Minor Resolved View vendor source →

Ambra experienced a minor incident on November 29, 2023 affecting Web Services and Image Processing and 1 more component, lasting 2h 47m. The incident has been resolved; the full update timeline is below.

Started
Nov 29, 2023, 06:56 PM UTC
Resolved
Nov 29, 2023, 09:44 PM UTC
Duration
2h 47m
Detected by Pingoru
Nov 29, 2023, 06:56 PM UTC

Affected components

Web ServicesImage ProcessingImage Viewing

Update timeline

  1. investigating Nov 29, 2023, 06:56 PM UTC

    We have received reports of issues on the Ambra platform. Engineering teams are currently investigating. Additional information will be provided as soon as it is available.

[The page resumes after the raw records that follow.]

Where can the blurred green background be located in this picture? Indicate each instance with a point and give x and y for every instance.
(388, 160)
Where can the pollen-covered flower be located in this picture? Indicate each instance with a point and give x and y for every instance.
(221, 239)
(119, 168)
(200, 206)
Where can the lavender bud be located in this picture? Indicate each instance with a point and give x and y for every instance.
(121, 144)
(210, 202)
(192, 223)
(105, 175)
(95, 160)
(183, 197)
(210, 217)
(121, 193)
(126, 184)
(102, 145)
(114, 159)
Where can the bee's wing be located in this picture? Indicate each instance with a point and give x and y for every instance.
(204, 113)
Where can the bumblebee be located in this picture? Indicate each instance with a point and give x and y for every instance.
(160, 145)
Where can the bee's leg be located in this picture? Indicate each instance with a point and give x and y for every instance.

  2. investigating Nov 29, 2023, 07:21 PM UTC

    Our engineering teams have not yet identified the root cause. We are continuing to investigate and will provide further updates as soon as possible.

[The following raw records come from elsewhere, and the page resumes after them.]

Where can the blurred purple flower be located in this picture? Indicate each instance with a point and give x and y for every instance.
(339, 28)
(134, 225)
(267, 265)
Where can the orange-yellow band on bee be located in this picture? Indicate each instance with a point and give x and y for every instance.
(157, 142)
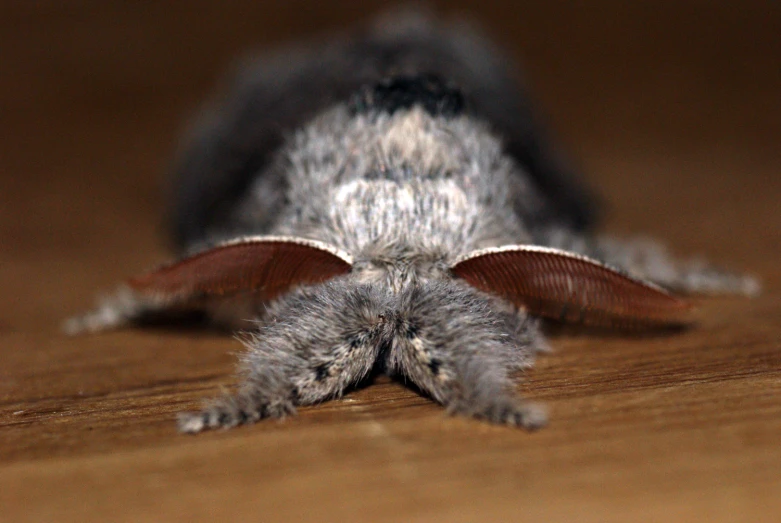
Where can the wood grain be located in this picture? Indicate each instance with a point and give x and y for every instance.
(673, 110)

  3. monitoring Nov 29, 2023, 07:55 PM UTC

    Our engineering teams have taken steps to address ongoing issues by restarting storage nodes and implementing some configuration changes. At this time we are seeing improvements in system performance, and will continue to monitor for further issues.

  4. resolved Nov 29, 2023, 09:44 PM UTC

    The incident has been resolved. Our team will be conducting a root cause analysis and sharing as soon as possible. We will continue to monitor the situation to ensure there are no further issues.

  5. postmortem Dec 01, 2023, 10:02 PM UTC

    Ambra storage began experiencing a higher than usual number of errors and timeouts, causing slow image viewing and/or gateway backlogs. We observed high network activity on our caching cluster, causing network buffers to increase and leading to rapid memory growth. In order to mitigate the issue we modified some cache configuration settings in order to limit the buffer sizes and slow the memory growth. We also deployed additional storage nodes and implemented logic on our load balancers in order to more quickly reduce traffic to unhealthy nodes. To address the underlying problem of high network activity, an upcoming Ambra release will contain several optimizations to significantly reduce the overall network traffic required for cache lookups.